MOD_1_v2 <- h2o.gbm(x=c(4:56, 58:60),y = 61, training_frame = train, validation_frame =valid, ntrees=200) #100
summary(MOD_1_v2)

plot(MOD_1_v2,timestep="number_of_trees",metric="RMSE") 





gbm1_parameters <- list(learn_rate = c(0.01,0.05, 0.1),
                        max_depth = c(3, 5, 6),
                        sample_rate = c(0.7, 0.75, 0.8),  
                        col_sample_rate = c(0.2, 0.5, 1.0))



gbm1_grid <- h2o.grid("gbm", x = c(4:56, 58:60), y = 61,
                      grid_id = "gbm_grid",
                      training_frame = train,
                      validation_frame = valid,  
                      ntrees=20, #30
                      seed = 1,
                      hyper_params = gbm1_parameters)



gbm1_gridp<- h2o.getGrid(grid_id = "gbm_grid",
                         sort_by = "rmse",
                         decreasing  = FALSE)
print(gbm1_gridp)


best_MOD_1=h2o.getModel(gbm1_gridp@model_ids[[1]])

summary(best_MOD_1)




best_gbm_perf1 <- h2o.performance(model = best_MOD_1,newdata = valid)
best_gbm_perf1



plot(best_MOD_1,timestep="number_of_trees",metric="rmse")
h2o.varimp_plot(best_MOD_1)



MOD_2_v2 <- h2o.gbm(x=c(4:56, 58:60),y = 2,offset_column="APVI", training_frame = train, validation_frame = valid,ntrees=55) 

summary(MOD_2_v2) #apres supp outliers 

plot(MOD_2_v2,timestep="number_of_trees",metric="RMSE")


gbm2_parameters <- list(learn_rate = c(0.01,0.05, 0.1),
                        max_depth = c(3, 5),
                        sample_rate = c(0.7, 0.75, 0.8),  
                        col_sample_rate = c(0.2, 0.5, 1.0))
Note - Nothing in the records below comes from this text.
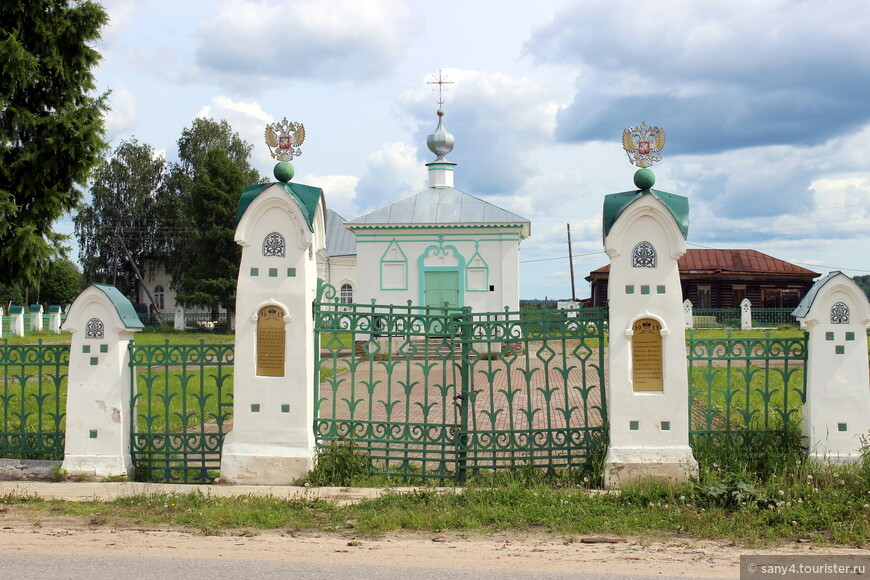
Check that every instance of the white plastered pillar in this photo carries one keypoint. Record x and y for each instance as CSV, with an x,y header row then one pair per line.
x,y
836,414
648,382
102,322
272,441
gbm2_grid <- h2o.grid("gbm", x = c(4:56, 58:60), y = 2,
                      grid_id = "gbm_grid",
                      training_frame = train,
                      validation_frame = valid, 
                      ntrees=55, #10
                      seed = 123,
                      hyper_params = gbm2_parameters)


gbm2_gridp<- h2o.getGrid(grid_id = "gbm_grid",
                         sort_by = "rmse",
                         decreasing  = FALSE)
print(gbm2_gridp)



best_MOD_2=h2o.getModel(gbm2_gridp@model_ids[[1]])
summary(best_MOD_2)


best_gbm_perf2 <- h2o.performance(model = best_MOD_2,newdata = valid)
best_gbm_perf2

How Can I fix this problem ?

1

There are 1 best solutions below

0
Maurever On

Could you also share the printed output, please?

My first idea is you are using the same grid_id = "gbm_grid"; please try to change the second one to be different.

Also, in your grid settings, the only difference is setting the response column (the first grid y=61, the second grid y=2). I don't see an offset column setting.

I will also try this suggestion with my generic data to see if this is the issue.

Thanks!

Edit: I tried your code with different data and got models with different RMSEs. So please check that your data makes sense.